Random notes from mg

a blog by Marius Gedminas

Marius is a Python hacker. He works for Programmers of Vilnius, a small Python/Zope 3 startup. He has a personal home page at http://gedmin.as. His email is marius@gedmin.as. He does not like spam, but is not afraid of it.

Mon, 20 Feb 2012

Converting a gnarly SVN repository to GIT: FAIL.

eazysvn lives in a Subversion repository. I want to bring it (kicking and screaming) into the 21st century and put it on Github.

git-svn is unsuitable for the conversion, because in revision 50 I moved / to /trunk and added the traditional /tags and /branches. With git-svn I either get one third of the history that ignores everything before the layout switch, or I get directories named 'trunk', 'tags' and 'branches'.

Then I thought maybe hg would be smarter about the conversion, and then I could use hg-fast-export to convert hg to git. I enabled the hgsubversion extension:

$ sudo apt-get install hgsubversion
$ echo '[extensions'] >> ~/.hgrc
$ echo 'hgsubversion =' >> ~/.hgrc

(blog posts like this are a good reason why hg ought to steal the 'git config --global foo.bar=baz' syntax from git).

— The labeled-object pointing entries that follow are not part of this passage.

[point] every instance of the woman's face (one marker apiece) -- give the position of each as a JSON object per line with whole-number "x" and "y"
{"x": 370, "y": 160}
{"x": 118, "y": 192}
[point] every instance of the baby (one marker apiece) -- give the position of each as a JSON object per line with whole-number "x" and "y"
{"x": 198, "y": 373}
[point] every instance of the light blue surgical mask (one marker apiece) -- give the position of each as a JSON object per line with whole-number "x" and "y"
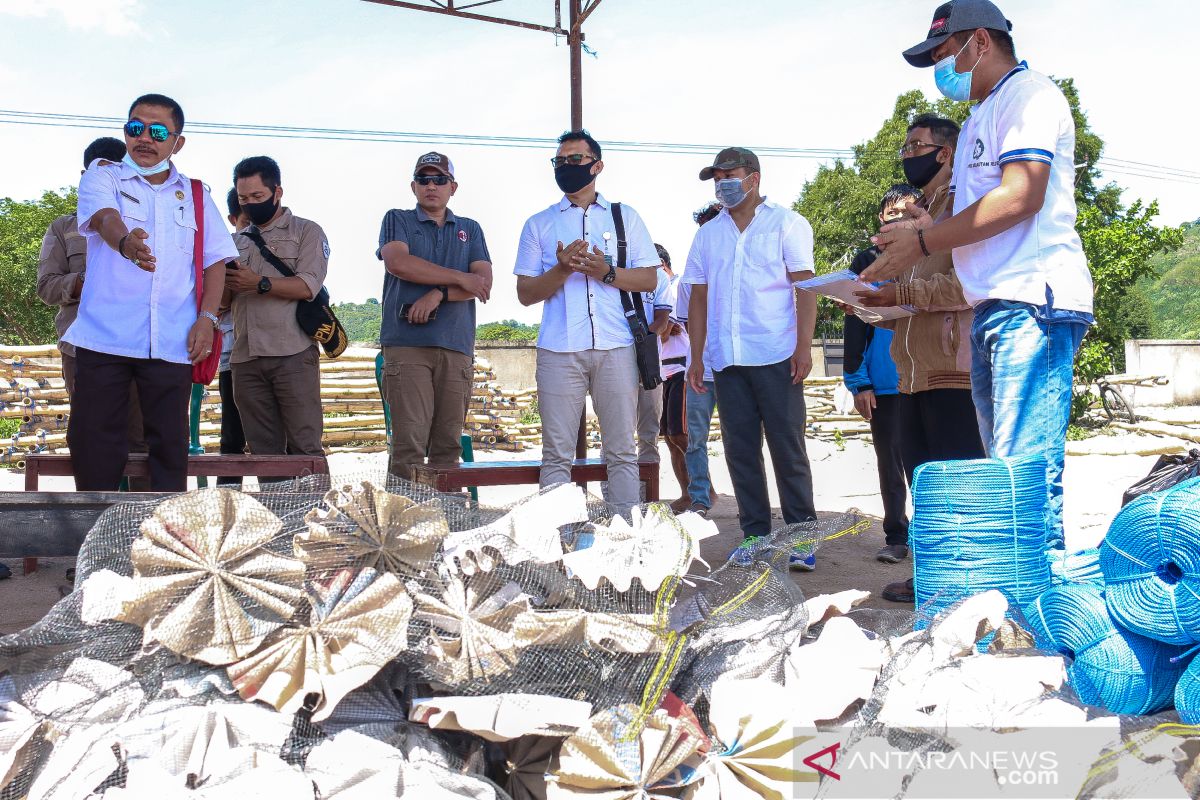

Then I converted the svn repository to Mercurial:

$ hg clone svn+ssh://fridge/home/mg/svn/eazysvn eazysvn-hg

hg log -p confirmed that hg handled the conversion nicely looked right-ish at first glance, except the author information was nonsensical. To fix that:

$ rm -rf eazysvn-hg
$ echo 'mg = Marius Gedminas <marius@gedmin.as>' > AUTHORS
$ hg clone svn+ssh://fridge/home/mg/svn/eazysvn eazysvn-hg -A AUTHORS

Unfortunately, a closer look at hg log now shows that two thirds of the history is lost: hg ignored everything before the layout restructuring, despite printing the log messages of those revisions as it went about the conversion. *sigh*.

Dear lazyweb, surely svn layout reorganization can't be such a rare thing that no tools in existence support it? What should I try next?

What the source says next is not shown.